In ihrem 68. Jahrgang ist die Berlinale auf den Hund gekommen. Und das nicht nur mit enttäuschenden Filmen, sondern auch wortwörtlich. Eröffnungsfilme, daran ist man schon gewöhnt, sind meist nicht gerade ein vielversprechender Auftakt. Diesmal war es zum ersten Mal ein Animationsfilm: »Isle of Dogs« über auf eine Müllhalde verbannte Hunde. Wes Anderson erhielt dafür zum Festivalende den Preis für die beste Regie.
Über Juryentscheidungen lässt sich stets trefflich streiten. Doch ein so krasses Fehlurteil wie die Vergabe des Goldenen Bären an den langweiligsten Film des Wettbewerbs war doch so überraschend wie unverständlich. In ihrem Erstling – auch dafür noch ein Preis – kann sich die rumänische Regisseurin Adina Pintilie nicht von ihren Protagonisten trennen, die als Versuchspersonen in einem therapeutischen Seminar bemüht sind, ihre Scheu vor Berührungen zu überwinden und ein Verhältnis zum eigenen Körper zu finden.
Der Filmtitel »Touch Me Not« passt zur modischen »Me Too«-Debatte, die natürlich, wie Direktor Dieter Kosslick versprach, auch beim Festival eine Rolle spielen sollte. Beinah hätte man deshalb – was kein Verlust gewesen wäre – den südkoreanischen Regisseur Kim Ki-duk und seinen Film »Human, Space, Time and Human« ausgeladen, weil der Berlinale-Gast während eines Drehs 2013 eine Darstellerin geohrfeigt hatte.
Einer (pardon) unverdienten Ohrfeige kommt die Ignorierung der drei deutschen Wettbewerbsbeiträge gleich – um hier doch noch kurz die Juryentscheidungen zu kommentieren: Christian Petzolds Anna-Seghers-Variation »Transit« als Flüchtlingsgleichnis, Emily Atefs Erinnerung an Romy Schneider »3 Tage in Quiberon« mit der überzeugenden Aneignung der Protagonistin Marie Bäumer und Thomas Stubers stimmige Impressionen aus der Lebenswelt kleiner Angestellter in der ostdeutschen Provinz: »In den Gängen« (mein persönlicher Goldener Bär).
Retrospektiven sind oft lohnendster Teil eines Filmfestivals.
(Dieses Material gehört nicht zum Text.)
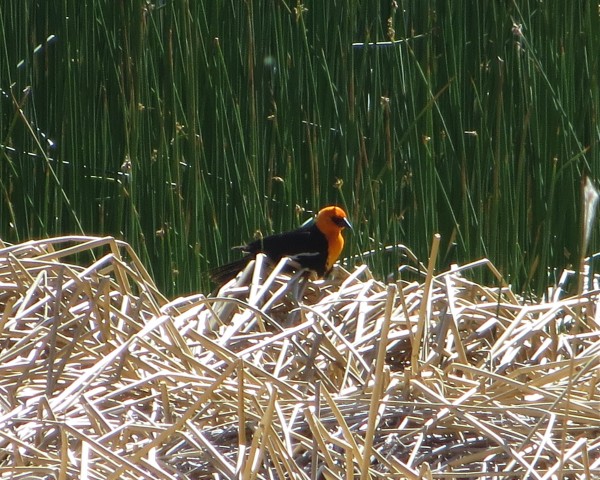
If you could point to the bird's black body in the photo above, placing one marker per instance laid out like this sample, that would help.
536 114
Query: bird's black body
316 245
306 245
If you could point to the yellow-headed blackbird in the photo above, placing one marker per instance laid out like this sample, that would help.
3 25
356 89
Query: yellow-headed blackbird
316 245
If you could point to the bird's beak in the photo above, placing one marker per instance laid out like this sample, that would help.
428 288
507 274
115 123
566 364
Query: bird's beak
343 223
Für mich leider auch frustrierendster, weil sie in der Fülle des Angebots – fast 4000 Berlinale-Vorführungen – meist untergehen. Dem Aufwand bei Kopienbeschaffung und Quellenstudien würde es gerecht werden, die Zelluloid-Schätze vergangener Epochen außerhalb der Festivalkonkurrenz in eigenen Vorführreihen zugänglich zu machen. Beim diesjährigen Retrogegenstand, dem »Kino der Weimarer Republik«, würde sich dies mehr als lohnen.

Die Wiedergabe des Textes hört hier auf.